With his exaggerated facial expressions and voice, the top-hat-wearing ringmaster lures families into his family’s “little big top” circus for pretend play that keeps children engaged and parents laughing.
Raintree-Hegwer says that children wanting to be in the show should sit in the front row and show off a giant smile and they’ll “almost guaranteed to be part of the circus.”
During Thursday’s afternoon show, children eager to participate were dressed up in costumes made by Raintree-Hegwer’s wife, Carolina, and paraded into the center of the ring during each of their acts.

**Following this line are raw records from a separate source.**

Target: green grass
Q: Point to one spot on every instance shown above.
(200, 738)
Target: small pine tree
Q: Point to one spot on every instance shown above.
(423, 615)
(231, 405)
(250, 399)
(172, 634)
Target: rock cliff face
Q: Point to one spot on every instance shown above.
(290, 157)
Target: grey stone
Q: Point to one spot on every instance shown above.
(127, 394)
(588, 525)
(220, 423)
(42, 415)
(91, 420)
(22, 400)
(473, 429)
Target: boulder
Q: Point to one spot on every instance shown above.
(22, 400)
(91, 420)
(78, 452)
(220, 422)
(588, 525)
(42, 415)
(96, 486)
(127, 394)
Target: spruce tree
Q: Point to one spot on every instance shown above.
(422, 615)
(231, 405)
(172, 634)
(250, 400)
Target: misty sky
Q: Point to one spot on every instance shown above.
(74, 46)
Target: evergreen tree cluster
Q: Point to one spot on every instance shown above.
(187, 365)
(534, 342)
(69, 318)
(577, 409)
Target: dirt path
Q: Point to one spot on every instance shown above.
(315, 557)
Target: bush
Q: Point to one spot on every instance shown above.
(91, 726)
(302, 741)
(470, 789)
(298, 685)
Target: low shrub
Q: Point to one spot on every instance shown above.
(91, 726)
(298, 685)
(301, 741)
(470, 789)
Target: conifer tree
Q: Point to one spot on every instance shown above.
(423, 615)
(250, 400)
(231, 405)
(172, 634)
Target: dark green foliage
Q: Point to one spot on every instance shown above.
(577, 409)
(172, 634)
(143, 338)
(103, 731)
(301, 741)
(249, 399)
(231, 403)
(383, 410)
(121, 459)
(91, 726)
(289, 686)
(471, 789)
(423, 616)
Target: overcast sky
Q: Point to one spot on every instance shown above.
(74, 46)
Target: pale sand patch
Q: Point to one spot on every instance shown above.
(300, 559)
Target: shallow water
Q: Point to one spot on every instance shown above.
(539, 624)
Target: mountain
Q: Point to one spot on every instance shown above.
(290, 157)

The acts have names like “Tina the Tight Rope Walker” and “Sandow the Strong.” In one act, “Marco the Lion Tamer,” one child dressed in a safari outfit takes the stage with some lions, tigers and bears. Then, before the show is over, the “Champagne Sisters,” decked out in sequin hats and shawls, work together to launch a monkey into a bucket.

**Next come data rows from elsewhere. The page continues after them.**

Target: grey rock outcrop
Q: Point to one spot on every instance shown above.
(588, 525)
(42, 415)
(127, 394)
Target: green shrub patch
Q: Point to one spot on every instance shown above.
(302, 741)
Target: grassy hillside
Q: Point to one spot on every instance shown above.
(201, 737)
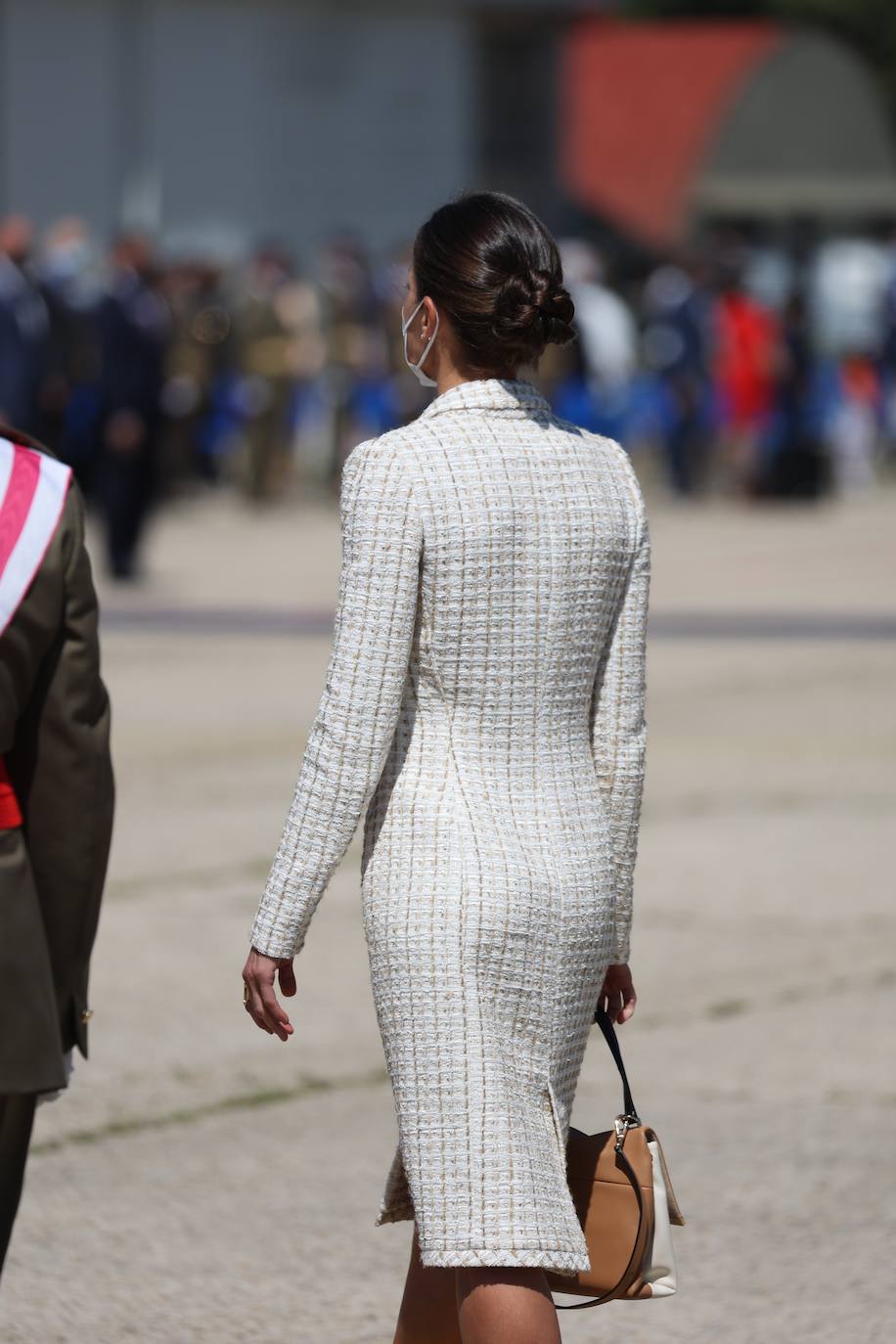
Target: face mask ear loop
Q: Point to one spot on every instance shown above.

“Everyone’s heard of a barrel of monkeys, We have a bucket of monkeys!” Raintree-Hegwer told the crowd as he prepared each primate for launching. The sweet, silly humor wasn’t lost on adults who laughed as he made references to Costco and the “supersize it” phenomenon.

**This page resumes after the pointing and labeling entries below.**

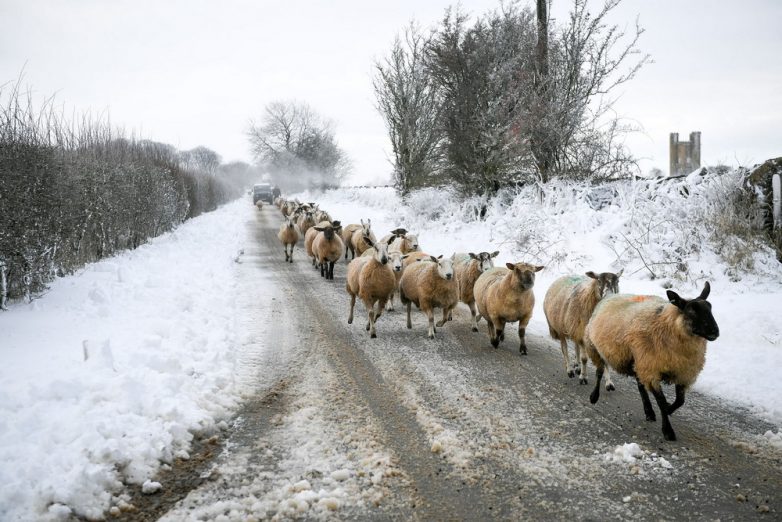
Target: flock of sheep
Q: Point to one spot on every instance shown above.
(653, 339)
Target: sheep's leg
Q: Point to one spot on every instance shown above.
(522, 341)
(668, 432)
(679, 401)
(609, 383)
(600, 367)
(566, 356)
(648, 410)
(495, 341)
(475, 315)
(352, 305)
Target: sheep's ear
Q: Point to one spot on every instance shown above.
(706, 291)
(674, 298)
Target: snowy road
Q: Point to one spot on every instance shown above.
(403, 427)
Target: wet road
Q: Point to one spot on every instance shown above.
(347, 427)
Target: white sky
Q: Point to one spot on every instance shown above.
(195, 72)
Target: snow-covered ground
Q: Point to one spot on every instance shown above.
(108, 374)
(560, 229)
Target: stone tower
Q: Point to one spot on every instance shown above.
(685, 155)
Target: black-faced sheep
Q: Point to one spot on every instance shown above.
(655, 341)
(327, 247)
(504, 295)
(568, 305)
(288, 236)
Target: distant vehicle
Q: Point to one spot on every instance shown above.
(262, 191)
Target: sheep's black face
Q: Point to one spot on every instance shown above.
(700, 320)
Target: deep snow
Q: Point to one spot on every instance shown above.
(108, 374)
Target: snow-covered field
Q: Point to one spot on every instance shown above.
(560, 229)
(108, 374)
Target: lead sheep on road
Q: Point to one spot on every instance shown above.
(327, 247)
(468, 268)
(504, 295)
(654, 340)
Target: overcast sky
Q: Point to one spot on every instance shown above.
(194, 73)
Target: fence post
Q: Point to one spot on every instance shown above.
(3, 286)
(777, 201)
(776, 206)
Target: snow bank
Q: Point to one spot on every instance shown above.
(112, 370)
(674, 230)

Giselle Gallegos, 6, who played one of the Parisian sisters, said that it was just like playing pretend at home except with an audience. She even had a piece of advice for other potential circus performers:
“I would say don’t be nervous because it’s always fun to at least try.”
Giselle’s mom, Elsa, said she enjoyed the Circus Imagination experience.
“I thought it was really cool that they interact with the kids and show them to be able to use their imagination,” she said. Everything they did in the show, she said, the kids could do at home. The fair in general, she said, is a great opportunity to bond with your children before they return to school.
“We really love the idea of supporting fairs,” said Raintree-Hegwer, calling them “very Americana.”Raintree-Hegwer has been working in the fair business for almost 35 years. His father started Circus Imagination in 1984 when Raintree-Hegwer was just a child.
“My dad used to use me as a plant and stick me out in the audience” to be the first child to raise his hand to participate. Once the other kids saw how excited he was, he said, they’d all want to join in. Raintree-Hegwer said that his daughter, who is 2, might end up doing something similar if the audience is particularly reserved or nervous.
Helping children overcome their nervousness is part of the show, he said.
“We like to help with that,” Raintree-Hegwer said. “We’re not gonna let them fail.”
Back when his dad ran the show, he said, the purpose was to give children the opportunity for free play in addition to get them out of the house and moving. Now, he said, that concept has evolved with the times.
“The whole idea is that we get kids active, outdoors and interacting with other kids away from screens,” Raintree-Hegwer said. “Show them how fun reality is.”